Opponents of the land diversion state that the wooded, 152-acre parcel is not of equal value to the open park land. The quality of the land is also subpar, Park Savers member Nancy Prohaska said, citing sewage lines above the ground.

"This is the kind of garbage they're giving back as pristine open space," Prohaska said.

Both Kolupanowich and Superintendent of Schools Ralph Ferrie declined to comment on the status of the legal issues. The township and Webster have recently filed briefs in the matter.

The township is required to provide clean title to the county for the land in question, but Webster noted that Nick Pengue, the principal owner of CAS Properties, still has a purchase option on it.

"It's far from clean title right now," Webster said.

Under Executive Order 215, an environmental assessment is required on the land where the school is to be constructed. This is done in order to assess the environmental impacts from the construction and operation of the school. Air quality, noise, traffic, and drainage are all considerations in the assessment.

"There is no indication that it's even being done, let alone when it's going to be completed," Webster said.

Also, the county can require the township to do Phase 1 environmental work on the site, which consists of looking into the parcel's history, Webster said.

While it has still not been officially determined whether the park land parcel was once a part of the Leni Lenape Bethel Mission Settlement, there are concerns that the site and any historical value will be disturbed or devalued by the school's construction there, Webster said.

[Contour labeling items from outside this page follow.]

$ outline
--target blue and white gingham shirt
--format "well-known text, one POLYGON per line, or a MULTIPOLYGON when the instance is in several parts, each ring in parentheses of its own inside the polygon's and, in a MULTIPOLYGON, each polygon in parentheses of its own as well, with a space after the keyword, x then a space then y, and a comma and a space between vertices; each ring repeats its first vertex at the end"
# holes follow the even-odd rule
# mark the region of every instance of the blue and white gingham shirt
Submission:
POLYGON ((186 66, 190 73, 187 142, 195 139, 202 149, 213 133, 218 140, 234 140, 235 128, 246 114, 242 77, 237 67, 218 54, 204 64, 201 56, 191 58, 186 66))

The Bethel Mission Settlement has been placed on Preservation New Jersey's "10 Most Endangered Sites" list for 2006. The groups Web site suggests a cultural resource survey on the land in order to determine possible archaeological resources from the settlement, which dates to 1746.

Assistant Township Attorney Marguerite Schaffer said last week that the township was awaiting a few surveys for the land involved in the diversion, and that these were to be completed in a matter of days. Deeds can then be filed to take ownership of the land.

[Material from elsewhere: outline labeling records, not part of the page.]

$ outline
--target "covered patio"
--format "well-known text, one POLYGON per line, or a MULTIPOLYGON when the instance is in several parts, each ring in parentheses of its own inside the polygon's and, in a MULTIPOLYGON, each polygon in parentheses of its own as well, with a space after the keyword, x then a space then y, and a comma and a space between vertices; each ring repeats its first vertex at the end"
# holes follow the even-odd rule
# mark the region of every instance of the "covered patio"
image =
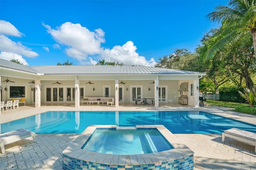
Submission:
MULTIPOLYGON (((210 106, 196 108, 178 104, 164 105, 158 107, 129 104, 118 108, 106 105, 48 105, 40 108, 28 105, 12 111, 4 111, 0 123, 47 111, 201 111, 256 125, 255 115, 234 112, 229 108, 210 106)), ((37 134, 36 141, 24 139, 6 146, 5 153, 0 154, 0 169, 62 169, 62 152, 78 134, 37 134)), ((254 169, 256 155, 254 146, 227 138, 221 141, 220 134, 175 134, 177 142, 187 145, 194 152, 194 169, 254 169)))
POLYGON ((48 103, 79 107, 81 101, 90 97, 114 98, 116 107, 149 98, 158 107, 178 103, 182 95, 187 98, 184 105, 198 107, 199 80, 205 75, 134 65, 28 67, 0 60, 1 100, 25 98, 26 104, 36 107, 48 103))

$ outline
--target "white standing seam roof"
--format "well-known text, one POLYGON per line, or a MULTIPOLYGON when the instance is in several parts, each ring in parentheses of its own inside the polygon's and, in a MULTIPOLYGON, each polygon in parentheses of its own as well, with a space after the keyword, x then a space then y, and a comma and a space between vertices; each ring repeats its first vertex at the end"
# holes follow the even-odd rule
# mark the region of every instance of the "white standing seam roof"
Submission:
POLYGON ((198 72, 163 68, 128 65, 42 65, 28 67, 0 59, 0 68, 44 75, 180 74, 205 75, 198 72))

The new high school is projected to be built by January 2011, and ready for occupancy that September.

"We've accomplished everything we need to do," Ferrie said.

But Park Savers member Michelle Arminio feels the township's application to the state for the land diversion was incomplete and, as such, should not have been approved.

"How can [the application] possibly be complete if the township still doesn't have possession of the land?" she asked.